Source: The Pueblo Chieftain
By: Anita Cameron
Editor’s note: The Colorado General Assembly is considering House Bill 16-1054, which would allow assisted suicides in the state. According to Colorado’s legislative website: “The bill enacts the ‘Colorado End-of-life Options Act’ …, which authorizes an individual with a terminal illness to request, and the individual’s attending physician to prescribe to the individual, medication to hasten the individual’s death. To be qualified to request aid-in-dying medication, an individual must be a capable adult resident of Colorado who has a terminal illness and has voluntarily expressed the wish to receive a prescription for aid-in-dying medication by making two oral requests and a written request to his or her attending physician. An individual who requests aid-in-dying medication may rescind the request at any time, regardless of his or her mental state. The act outlines the responsibilities of the attending physician.”
My name is Anita Cameron. I am a person with multiple disabilities, two of which are degenerative, and one which will take my life.
I represent two organizations that work to preserve the rights and lives of disabled persons: Not Dead Yet and ADAPT.
I am also strongly opposed to a measure currently in the Colorado General Assembly to legalize assisted suicide.
Some people try to disguise this topic with fancy euphemisms; however, I call it what it is: assisted suicide.
It is very important to be up front, clear and honest about what this is. Couching it in pretty language and hiding the truth is disingenuous at best and dangerous at worst.
I am not against people who want to commit suicide. I am against passing a bill that says if you are nondisabled and feel suicidal, you will get help to live, whether you want it or not. But if you are disabled or sick and want to die, you will be seen as brave and helped to die.
This assisted suicide bill is discriminatory because people with certain disabilities and illnesses will get suicide prevention, while others will be encouraged, or even coerced, to kill themselves.
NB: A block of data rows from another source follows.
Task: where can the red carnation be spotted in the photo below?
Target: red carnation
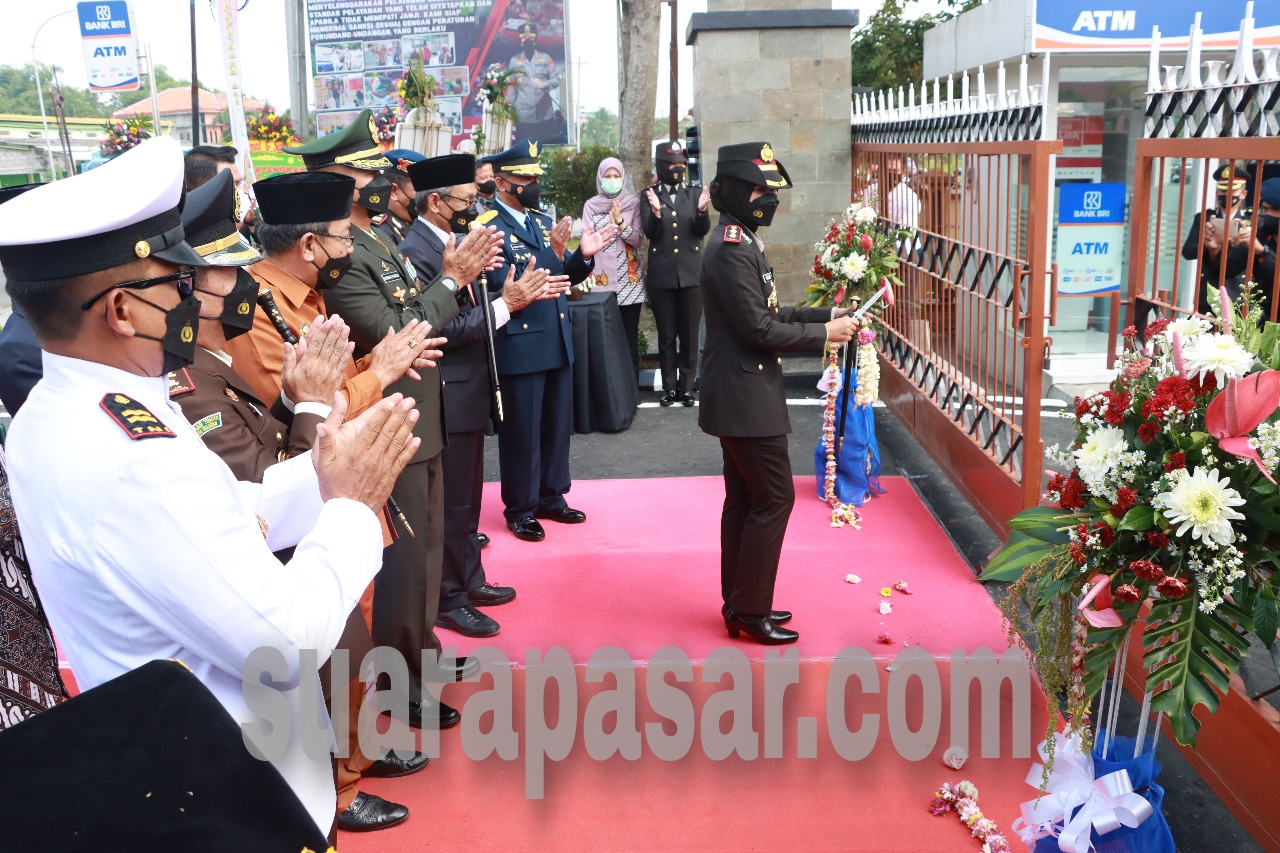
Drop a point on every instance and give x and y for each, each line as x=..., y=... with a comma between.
x=1146, y=569
x=1127, y=592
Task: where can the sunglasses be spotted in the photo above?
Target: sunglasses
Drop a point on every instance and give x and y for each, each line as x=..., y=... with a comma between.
x=184, y=279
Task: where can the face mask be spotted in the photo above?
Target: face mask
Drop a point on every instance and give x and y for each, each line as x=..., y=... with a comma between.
x=528, y=194
x=179, y=333
x=375, y=196
x=332, y=272
x=460, y=220
x=762, y=210
x=237, y=316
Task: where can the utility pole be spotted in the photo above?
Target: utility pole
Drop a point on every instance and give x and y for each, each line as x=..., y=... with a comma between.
x=196, y=135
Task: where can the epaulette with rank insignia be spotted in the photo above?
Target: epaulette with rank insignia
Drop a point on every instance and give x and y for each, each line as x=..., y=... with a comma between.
x=133, y=418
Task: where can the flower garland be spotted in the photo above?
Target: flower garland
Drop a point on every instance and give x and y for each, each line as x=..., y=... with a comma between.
x=841, y=514
x=963, y=798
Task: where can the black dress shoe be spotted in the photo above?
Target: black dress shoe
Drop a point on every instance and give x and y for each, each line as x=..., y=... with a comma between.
x=776, y=616
x=469, y=621
x=528, y=529
x=369, y=812
x=759, y=628
x=565, y=515
x=393, y=767
x=490, y=594
x=432, y=710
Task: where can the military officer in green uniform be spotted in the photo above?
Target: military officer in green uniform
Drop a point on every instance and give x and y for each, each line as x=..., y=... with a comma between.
x=380, y=291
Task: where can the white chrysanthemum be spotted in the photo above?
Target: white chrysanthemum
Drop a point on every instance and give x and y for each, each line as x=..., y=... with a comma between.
x=854, y=267
x=1097, y=455
x=1202, y=503
x=1217, y=354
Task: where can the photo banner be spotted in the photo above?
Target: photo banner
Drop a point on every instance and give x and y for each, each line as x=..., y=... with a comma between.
x=360, y=50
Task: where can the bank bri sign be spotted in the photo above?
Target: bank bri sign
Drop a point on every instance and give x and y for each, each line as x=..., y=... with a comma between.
x=1125, y=24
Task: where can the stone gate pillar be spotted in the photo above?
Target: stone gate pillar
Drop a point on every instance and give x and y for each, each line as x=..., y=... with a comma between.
x=780, y=71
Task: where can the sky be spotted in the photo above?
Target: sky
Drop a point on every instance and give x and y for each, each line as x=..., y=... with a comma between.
x=165, y=26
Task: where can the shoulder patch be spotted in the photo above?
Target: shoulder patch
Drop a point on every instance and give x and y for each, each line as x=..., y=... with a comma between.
x=181, y=383
x=208, y=424
x=133, y=418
Contrary to popular belief, fear of pain is not the main reason that terminally ill people want to die.
Oregon doctors (where assisted suicide is legal) say the main reasons they issue prescriptions for lethal drugs are because people fear loss of autonomy, less able to engage in activities, loss of control of bodily functions and feelings of being a burden. These are all disability-related issues and concerns.
Beware of this bill as grave dangers lurk in the details.
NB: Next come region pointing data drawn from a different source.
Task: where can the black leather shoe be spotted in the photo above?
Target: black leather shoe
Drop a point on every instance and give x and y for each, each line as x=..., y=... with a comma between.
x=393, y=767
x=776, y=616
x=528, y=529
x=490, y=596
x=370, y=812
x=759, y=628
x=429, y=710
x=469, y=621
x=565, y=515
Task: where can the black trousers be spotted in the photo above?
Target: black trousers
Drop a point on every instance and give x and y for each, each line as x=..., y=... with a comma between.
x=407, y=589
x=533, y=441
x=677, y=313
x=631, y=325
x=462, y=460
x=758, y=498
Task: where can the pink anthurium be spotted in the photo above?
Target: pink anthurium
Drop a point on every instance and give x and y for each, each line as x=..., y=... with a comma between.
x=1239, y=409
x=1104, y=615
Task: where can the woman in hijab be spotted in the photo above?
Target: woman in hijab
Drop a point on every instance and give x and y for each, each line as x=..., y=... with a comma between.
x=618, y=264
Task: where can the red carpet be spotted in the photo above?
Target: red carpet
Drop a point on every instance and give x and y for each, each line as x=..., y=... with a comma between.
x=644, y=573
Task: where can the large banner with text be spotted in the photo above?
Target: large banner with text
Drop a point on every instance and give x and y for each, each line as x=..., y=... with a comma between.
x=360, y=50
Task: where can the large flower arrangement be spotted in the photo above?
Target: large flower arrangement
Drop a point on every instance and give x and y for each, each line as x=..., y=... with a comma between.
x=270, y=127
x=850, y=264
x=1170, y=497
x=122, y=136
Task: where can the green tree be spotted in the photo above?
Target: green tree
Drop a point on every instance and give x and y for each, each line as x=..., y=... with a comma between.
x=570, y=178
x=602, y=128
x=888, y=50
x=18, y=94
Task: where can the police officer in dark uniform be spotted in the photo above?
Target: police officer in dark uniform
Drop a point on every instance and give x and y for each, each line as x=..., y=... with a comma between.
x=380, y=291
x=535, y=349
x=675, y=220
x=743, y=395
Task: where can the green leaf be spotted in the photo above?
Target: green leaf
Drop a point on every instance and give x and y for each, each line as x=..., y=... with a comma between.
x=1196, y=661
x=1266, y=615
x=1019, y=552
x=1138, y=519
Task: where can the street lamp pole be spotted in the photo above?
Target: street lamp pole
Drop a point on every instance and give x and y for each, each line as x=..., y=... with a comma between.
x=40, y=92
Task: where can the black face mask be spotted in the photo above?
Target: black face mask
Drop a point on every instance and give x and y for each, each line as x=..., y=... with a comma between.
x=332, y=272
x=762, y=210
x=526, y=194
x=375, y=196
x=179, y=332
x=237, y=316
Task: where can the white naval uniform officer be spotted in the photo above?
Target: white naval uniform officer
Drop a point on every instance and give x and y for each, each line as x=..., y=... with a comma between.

Unscrupulous family members, caregivers and heirs who would coerce those with prescriptions to fill and take them is only one of the pitfalls of this bill. There is no oversight, no state reporting and no witnesses required at the time of death to say if the medication was taken voluntarily.
In 2014, only 60 percent of Oregon patients who received lethal prescriptions ingested the drugs. What happened to the remaining 62 bottles of deadly pills?
Like Oregon’s, Colorado’s bill is a recipe for disaster.
My concern about this bill is also rooted in culture: As a black Latina, I have never understood support for assisted suicide. I thought that it was some odd thing that privileged white people were into.
My thoughts were confirmed when I learned that the Pew Research Center recently found that while 54 percent of whites supported assisted suicide, 65 percent of blacks and Latinos opposed it.
My final reason for opposing this assisted suicide bill is that people already have the right to die. Treatment and nutrition can be refused.
A person can find ways to kill him- or herself without involving doctors and the law. People can kill themselves without changing the health care system that all of us depend on, and without putting my rights and my life, or those I care about in jeopardy.
I want to live!
Anita Cameron has been involved in social justice and disability rights activism for 34 years. Her passions include transportation, voter access for people with disabilities, emergency preparedness and the fight against assisted suicide. Anita is a member of the board of directors of Not Dead Yet. She lives in Denver.